Encode (Forward Burrows-Wheeler Transform)
Enter plain text to compute its BWT output and primary index. Use a unique end marker (sentinel), commonly $.
Decode (Inverse Burrows-Wheeler Transform)
Use the transformed string and primary index to recover the original text.
What this Burrows-Wheeler Transform calculator does
This page gives you a practical Burrows-Wheeler Transform (BWT) tool that works in both directions: forward transform (encode) and inverse transform (decode). If you are learning data compression, bioinformatics indexing, suffix-based algorithms, or simply exploring string algorithms, this calculator helps you validate examples quickly.
The BWT rearranges characters of a string so that similar characters cluster together. It does not compress by itself, but it makes the data much friendlier for compression methods like run-length encoding and entropy coding.
Quick example
For input BANANA with sentinel $, the calculator computes:
- Transformed string L = ANNB$AA
- Primary index I = 4
Using L and I, inverse BWT reconstructs BANANA$, and then removes the sentinel to return BANANA.
How the algorithm works
Forward BWT
The forward transform is typically described in four steps:
- Append a unique sentinel character to the end of the input.
- Generate all cyclic rotations of the string.
- Sort all rotations lexicographically.
- Take the last column of the sorted matrix; that is the transformed output.
The row where the original string appears in the sorted list is stored as the primary index.
Inverse BWT
To reverse BWT, we rebuild the sorted rotation table iteratively:
- Start with an empty table of rows.
- Prepend each character of the transformed string to corresponding rows.

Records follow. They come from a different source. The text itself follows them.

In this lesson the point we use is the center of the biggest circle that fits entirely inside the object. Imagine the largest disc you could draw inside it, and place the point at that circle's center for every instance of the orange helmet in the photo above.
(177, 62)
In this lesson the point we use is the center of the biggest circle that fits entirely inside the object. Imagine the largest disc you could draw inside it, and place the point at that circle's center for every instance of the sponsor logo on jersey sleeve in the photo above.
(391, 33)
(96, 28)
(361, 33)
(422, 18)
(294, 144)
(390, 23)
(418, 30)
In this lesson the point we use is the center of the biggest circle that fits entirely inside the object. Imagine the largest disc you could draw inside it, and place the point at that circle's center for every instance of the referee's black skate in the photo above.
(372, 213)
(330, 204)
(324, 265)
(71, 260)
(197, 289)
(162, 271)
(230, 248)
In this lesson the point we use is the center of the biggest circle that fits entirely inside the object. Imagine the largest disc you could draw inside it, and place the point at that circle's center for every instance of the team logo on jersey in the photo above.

- Sort rows after each prepend round.
- After n rounds, select row I.
That selected row contains the original text plus sentinel.
Why BWT is important
- Compression pipelines: groups repeated symbols for better downstream compression.
- FM-index and search: foundational in full-text indexing and genomic sequence tools.
- Algorithm education: demonstrates how sorting and permutation can expose structure in data.
Practical usage tips
- Choose a sentinel character that does not appear in the input text.
- Keep the same sentinel when decoding.
- If decoding fails, first verify the primary index is correct.
- For very long strings, matrix-based demonstrations are educational but not optimal for speed.
Complexity notes
This educational calculator favors clarity over heavy optimization. It explicitly builds and sorts rotations (or table rows), which is great for understanding but can be expensive for huge inputs. Production systems typically use suffix arrays, suffix trees, or LF-mapping optimizations for scale.